Flipping through my WordPress account recently I realised how many unpublished draft posts I had written which I had just parked out of sight. Some were on medical subjects, others on eschatology but mostly on subjects in which I was clearly out of my depth. But also on subjects which by their very nature are radically out of line with the status quo of the 21st century world. And here’s one of them for your delectation as I thought, well what have I to lose? Not my usual fare but the kind of thing I often reflect on privately. If I had read these ideas elsewhere I would have no need to write them, but I don’t, which is why I’m publishing these following brief observations on one aspect of modern science.
A group of American astronomers have for the last six years been trying to map the universe. Yes that’s right, map the universe. A rather enormous task by any standards and no surprises when their conclusion was that the universe is in fact infinite and difficult to map as only one sixth of what is out there is actually visible and that it is expanding at a rate of knots.
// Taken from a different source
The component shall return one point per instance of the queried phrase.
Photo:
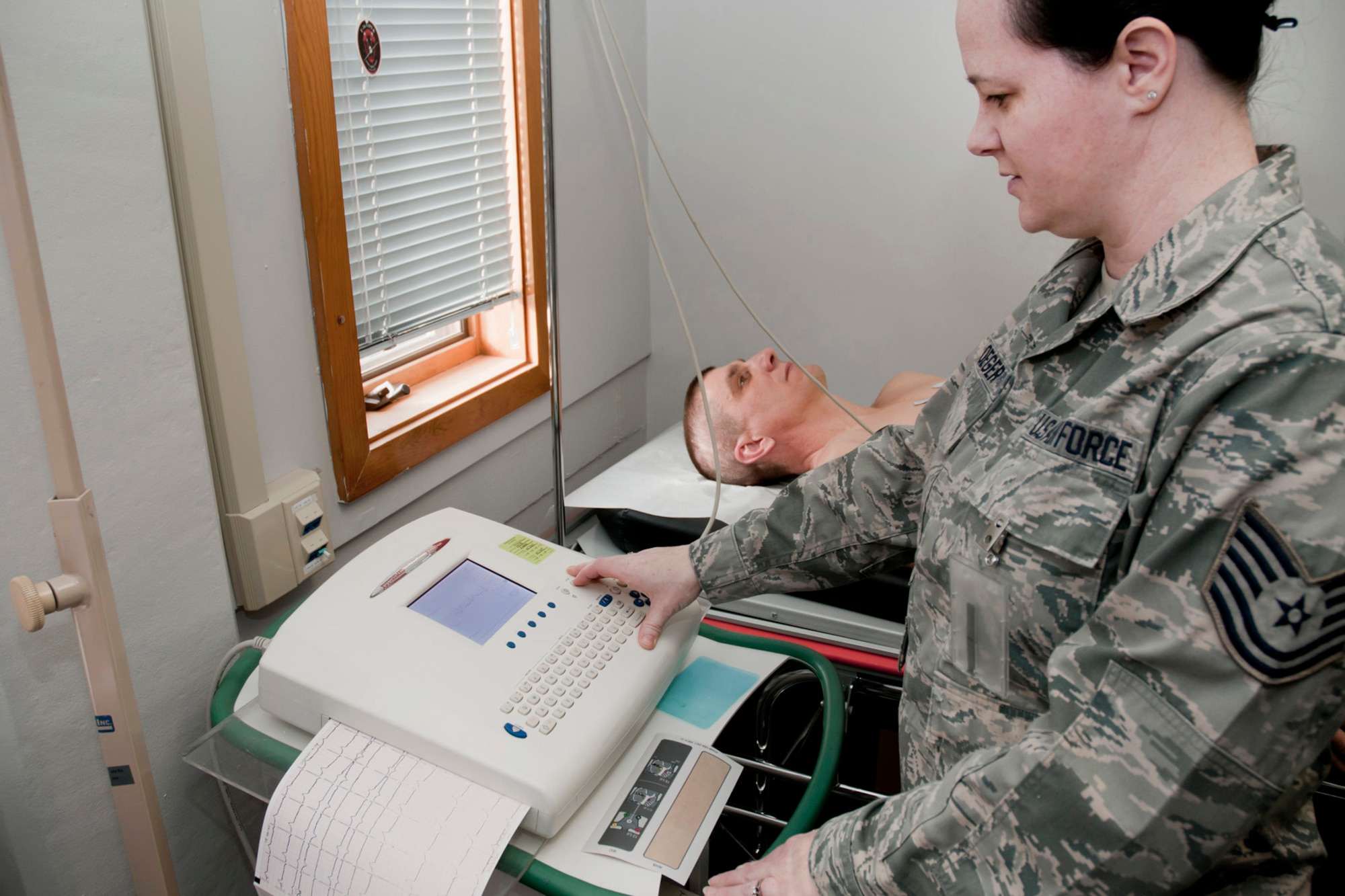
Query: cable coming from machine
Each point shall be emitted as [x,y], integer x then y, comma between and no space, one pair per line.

Historically cartography was intertwined with the colonial impulse, the greed based quest for Eldorado, ‘the Gold’ and it seems, not unreasonably, to suspect that these astronomers aren’t solely motivated by the spirit of pure scientific enquiry. The BBC Horizon programme on this mapping project, aired recently, had the usual smattering of awesome mind boggling graphics but also, oddly, the occasional references to the car parking spaces for Nobel laureates at the Berkeley CA campus of the leading scientist, as if this was one of the most desired spin-offs of scientific research. It was as if the truth was something secondary to getting a Nobel prize (and a parking space),
I get increasingly frustrated by TV scientific pundits who smugly purvey their view of the world as if it was gospel handed down from on high. Anyone who has taken LSD knows that the perceived world is not what it seems and that the condition and state of the viewer is paramount and that scientific rationale is very limited and materialistic in its approach to truth and that by endlessly looking further into deep space and into the sub atomic worlds with expensive technology, they are missing something and looking in the wrong place with the wrong questions. They never seem to ask why. Just how.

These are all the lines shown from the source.